Unsere Zeit ist reich an Umbrüchen, positiven wie negativen. Das, was gestern noch aktuell war, ist heute bereits überholt und wird morgen vielleicht als veraltet angesehen. In positiver Hinsicht bringen uns diese Jahre einen Erfolg für die Freiheit: eine Freiheit von totalitären Systemen, die das Kollektiv über das Individuum gestellt haben, eine Freiheit zu sich selbst. Negativ betrachtet aber kommen durch den Untergang des Realsozialismus bereits totgeglaubte Nationalismen zum Vorschein, andere Formen einer kollektivistischen Ideologie also, welche die Verwirklichung eines ethisch fundierten Menschenbildes bedrohen.

Überdies gibt es auch den Neoliberalismus, der wohl besser mit "Egoismus" beschrieben ist und zweifellos die Qualität hat, gemeinschaftliches Denken und Gemeinschaftsorientierung zu vernachlässigen. Der Kommunitarismus hat dem gegengesteuert, wenngleich er sich offensichtlich nicht durchgesetzt hat. Mir fällt das Wort von Solidarno´s´c, das auf Jozef Tischner zurückgeht, ein: "Dem Menschen die Würde wiedergeben." Dazu braucht es nicht nur die Sehnsucht nach Werten, sondern auch Menschen, die das vermitteln können.

Knappes Gut Solidarität

Um diese Werte zu bewahren, müssen wir von veralteten Denkmustern, politischen Klischees, vor allem von bezirzenden Ideologien Abstand nehmen. Denn die Ideologie ist die Kollektivierung der Idee für die Masse. In ihr hat ein Individuum - in der Terminologie der katholischen Soziallehre: eine Person - keinen Platz.

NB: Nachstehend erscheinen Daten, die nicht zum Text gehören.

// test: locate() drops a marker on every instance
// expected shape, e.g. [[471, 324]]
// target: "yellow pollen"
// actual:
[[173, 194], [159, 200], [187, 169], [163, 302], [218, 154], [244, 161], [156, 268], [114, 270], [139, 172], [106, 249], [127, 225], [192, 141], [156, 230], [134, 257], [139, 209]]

Wenn wir die großen Herausforderungen und Probleme der Gegenwart tatsächlich lösen und uns nicht auf rhetorische Übungen beschränken wollen, müssen wir uns darauf besinnen, was die Gemeinschaft unserer Gesellschaft lebendig macht und zusammenhält. Wir müssen uns wieder darauf verständigen, wer wir sind, um zu wissen, was wir wollen. Die Frage nach der Lebensfähigkeit der demokratischen Institutionen, nach der sozialen Gerechtigkeit im modernen Wohlfahrtsstaat, nach der kulturellen Identität sind längst zu Fragen der gemeinschaftlich geteilten Werte geworden. Solidarität ist ein knappes Gut. Es eignet sich daher nicht zur Verstaatlichung. Dass der Wohlfahrtsstaat in seiner jetzigen Form an seine finanziellen Grenzen stößt, liegt daran, dass er zunehmend die Ressourcen der gesellschaftlichen Solidarität und das Bewusstsein der Werte untergräbt. Alles deutet darauf hin, dass wir die Fragen nach dem zukünftigen Zusammenleben der Menschen nur dann beantworten können, wenn sich die Menschen ihrer Verantwortung für das Gemeinwohl wieder bewusst werden. Dabei müssen wir nicht allein auf die Mittel der Sozialbürokratie setzen, sondern mindestens genauso dringend auf die Erfahrungen, Fähigkeiten und den guten Willen der Menschen. Die Menschen sind heute selbstbewusster und emanzipierter geworden, ihre "sozialen Leidenschaften" finden aber kaum noch zeitgemäße Orte, wo sie sich entfalten können. Wir müssen daher darüber nachdenken, wie individuelles Selbstbewusstsein und Gemeinsinn zusammengehen, welches Maß an gemeinschaftlicher Wertbindung in einer individualisierten Gesellschaft notwendig ist, damit die freiheitsverbürgenden Institutionen unserer Demokratie am Leben erhalten werden können.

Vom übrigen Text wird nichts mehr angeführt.